奥平:えーと・・・、1ですかね(笑)。オフィシャルになっているのは。

瀧口:日本のユニコーン企業が出てきづらい環境というのは何か(原因が)あるんでしょうか。

佐々木:やはり今までだとお金が集めにくかったことが一番大きいんじゃないでしょうか。

瀧口:上場しない限りお金を集めづらいから小さい規模でも上場してしまおうと。

佐々木:あとは世の中が赤字に対する耐性が薄いことも大きいかもしれませんね。

奥平:最近も上場して赤字だと言って株主のプレッシャーがかかっている会社がありますけど(笑)。

佐々木:そうですね。怒られていますよね。

瀧口:それで株が下がったりしますしね。でも最初から赤字を出すと明言しているにもかかわらず、株が下がるというのは不思議だなと思ってしまいますね。

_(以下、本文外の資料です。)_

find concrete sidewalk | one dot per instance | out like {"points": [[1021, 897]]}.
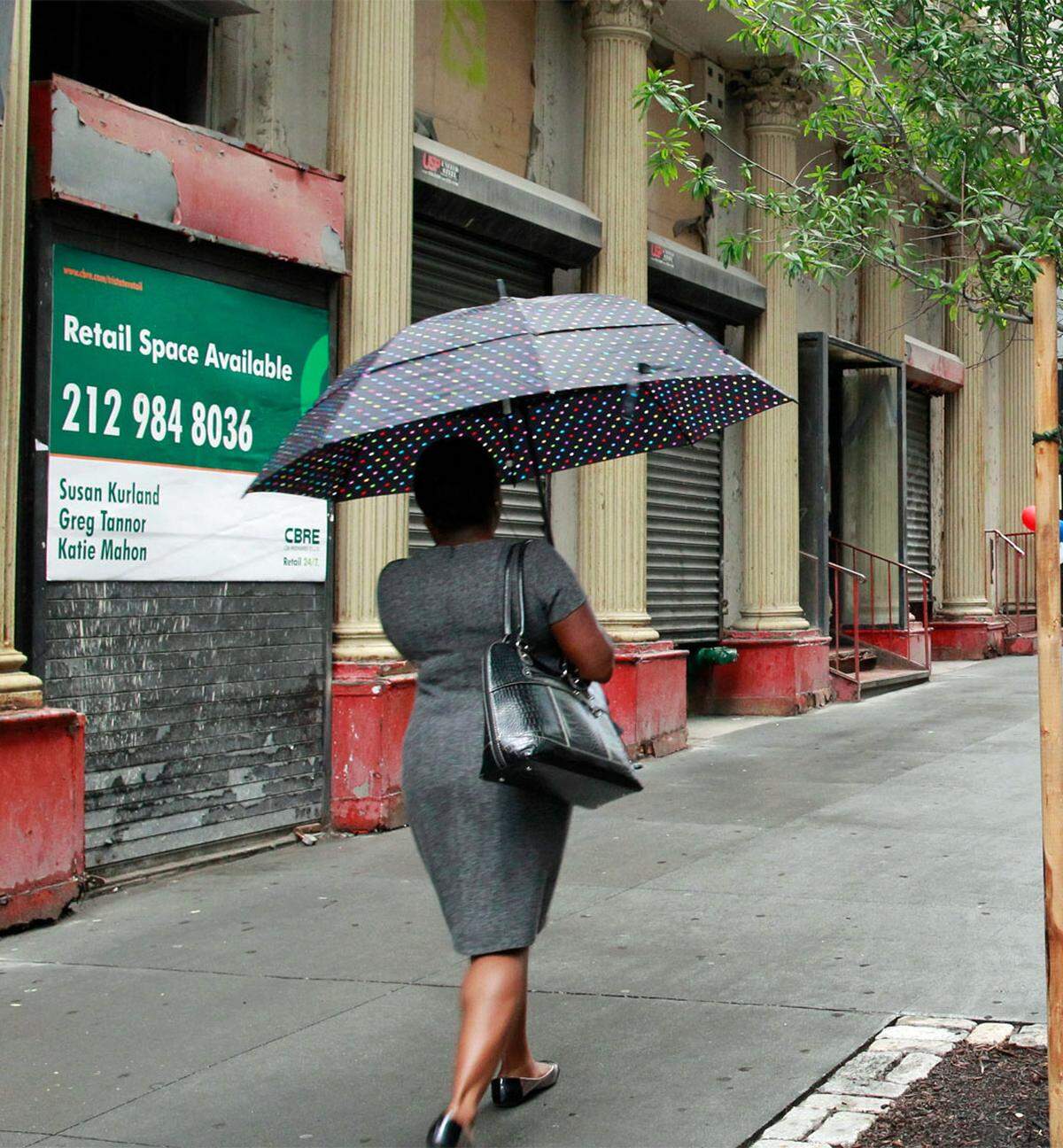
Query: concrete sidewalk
{"points": [[718, 943]]}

奥平:あれは私はコミュニケーションの仕方にもやや問題があって、そうは言いつつも少しオブラートに包んだ形で物を言っているので、きちんと伝わっていないのかなという気がします。でもやっぱり経営者としてはそういうフェーズに入った場合、向こう5年間は赤字ですと宣言して上場するのは勇気がいるじゃないですか。

佐々木:でも結構海外の会社はしているんですよね。

瀧口:すごいですね。5年間は赤字です、でもうちの株を買って下さいって堂々と言える。

佐々木:何年までは赤字ですって言っていますね。

奥平:その場合は、その代わりとしてものすごくビックピクチャーを示して信頼を得なきゃだめですよね。経営者なり、経営ビジョンに対する。なかなか日本の会社でそれが今できるところがどれだけあるのかというのはありますね。